After working a lifetime and serving his country, Bill Anderson has some scars – those scars tell stories and speak volumes for his intensive labors.

After working a lifetime and serving his country, Bill Anderson has some scars – those scars tell stories and speak volumes for his intensive labors.
Thankfully, he was never injured in his service, but the repercussions of years of hard work take a toll on a man at the age of 76.
“I was just 10 or 11 years old, worked during the summer on a farm in Nebraska,” Anderson said. “If anyone did that to a kid today, they'd be put in jail. Things were so different then.”
Anderson graduated with the top 10 percent of his class in 1956 at Carthage High School. He was never one for the spotlight.
“Something kind of funny, I went to the office for being in the top 10 percent at the end of the year, and a fella said 'how can you be in the top 10? You've never been in the honor roll,” Anderson remembered this moment, “I said, 'well, how do you get on the honor roll?' I found out you had to come down to the office to submit your name … I never did.”
After high school, Anderson joined the U.S. Navy and became a Fire Controlman Second Class, taking care of equipment that fired artillery aboard the USS San Marcos – LSD 25.
The Navy sent him to school for electronics and electricity, and additional education in computers. He was deployed twice for about six months at time; serving a total of four years.
Anderson became a vital role in his service overseas, and his skills impressed his superior officers. Not only did he care for his ship's equipment, but also repaired other ships' as well.
During one tour, Anderson's ship was off the shores of Lebanon.
“It depends on what you would call a 'close call,'” Anderson said. “But at the time I didn't think there could be that many falling stars.”
When Anderson returned home, he continued his skills in electrical work with Atlas. He climbed power poles for a living for 20 years.
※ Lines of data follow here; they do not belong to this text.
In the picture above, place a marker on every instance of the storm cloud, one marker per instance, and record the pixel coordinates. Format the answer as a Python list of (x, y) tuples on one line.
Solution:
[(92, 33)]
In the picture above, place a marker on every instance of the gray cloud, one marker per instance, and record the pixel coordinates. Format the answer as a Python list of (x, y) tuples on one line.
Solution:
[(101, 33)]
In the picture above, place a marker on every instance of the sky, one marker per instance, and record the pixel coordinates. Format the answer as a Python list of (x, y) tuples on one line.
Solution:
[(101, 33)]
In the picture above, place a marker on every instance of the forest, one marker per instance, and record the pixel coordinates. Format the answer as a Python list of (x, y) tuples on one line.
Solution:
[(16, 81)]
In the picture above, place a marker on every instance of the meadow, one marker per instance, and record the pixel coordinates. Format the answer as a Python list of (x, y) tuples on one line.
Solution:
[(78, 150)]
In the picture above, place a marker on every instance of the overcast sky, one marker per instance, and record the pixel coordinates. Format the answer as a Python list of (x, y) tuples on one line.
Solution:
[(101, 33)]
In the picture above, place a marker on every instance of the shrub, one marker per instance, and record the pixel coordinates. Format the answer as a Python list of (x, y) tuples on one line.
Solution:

After that, he joined Schreiber Foods where he enjoyed a good working relationship with his supervisor.
“He would tell me to fix something, or do something, and that would be the end of it,” Anderson said. “He never had to worry that it got done, or done right. Those machines always looked good.”
In all his years working with electricity, it was here he experienced his only shock. A piece of equipment shot an electric jolt, knocking him down. He said he made sure that piece of equipment never hurt anyone ever again.
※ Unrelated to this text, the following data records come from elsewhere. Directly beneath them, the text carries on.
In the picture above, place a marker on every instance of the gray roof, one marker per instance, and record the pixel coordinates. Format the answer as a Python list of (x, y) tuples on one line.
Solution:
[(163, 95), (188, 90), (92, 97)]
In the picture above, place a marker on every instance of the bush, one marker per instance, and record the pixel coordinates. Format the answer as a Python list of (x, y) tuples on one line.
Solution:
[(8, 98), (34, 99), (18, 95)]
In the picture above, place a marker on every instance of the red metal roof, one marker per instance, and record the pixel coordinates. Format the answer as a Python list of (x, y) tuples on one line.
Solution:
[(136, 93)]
“I think my son had it pretty right when he told a nurse, 'he's not your typical old man,'” Anderson said, with a little smile.
Recent years have proved the body can only take so much.
After having an aneurism surgically removed from his torso in September 2012, Anderson's blood pressure was difficult to manage so he was induced in a coma. As he was brought back to consciousness, it was procedure for nurses to hold down the patient.
“They told my son, 'we handle old men all the time,'” Anderson said. “They found they should have listened to him.”
This wasn't the first or last time Anderson was in the hospital. In 1970, he had back surgery. In 2005, he had to have back surgery again. He had a hip replacement in 2008. About four months after the aneurism surgery in 2012, a second aneurism had to be removed. Doctors only gave him a 25 percent chance that he would make it that time.
On Thursday, he sat comfortably and leisurely in the C.A.N. D.O. Senior Center.
“All you gotta do is let the good Lord take care of it and not worry about it,” he said. “Old men collect stories.”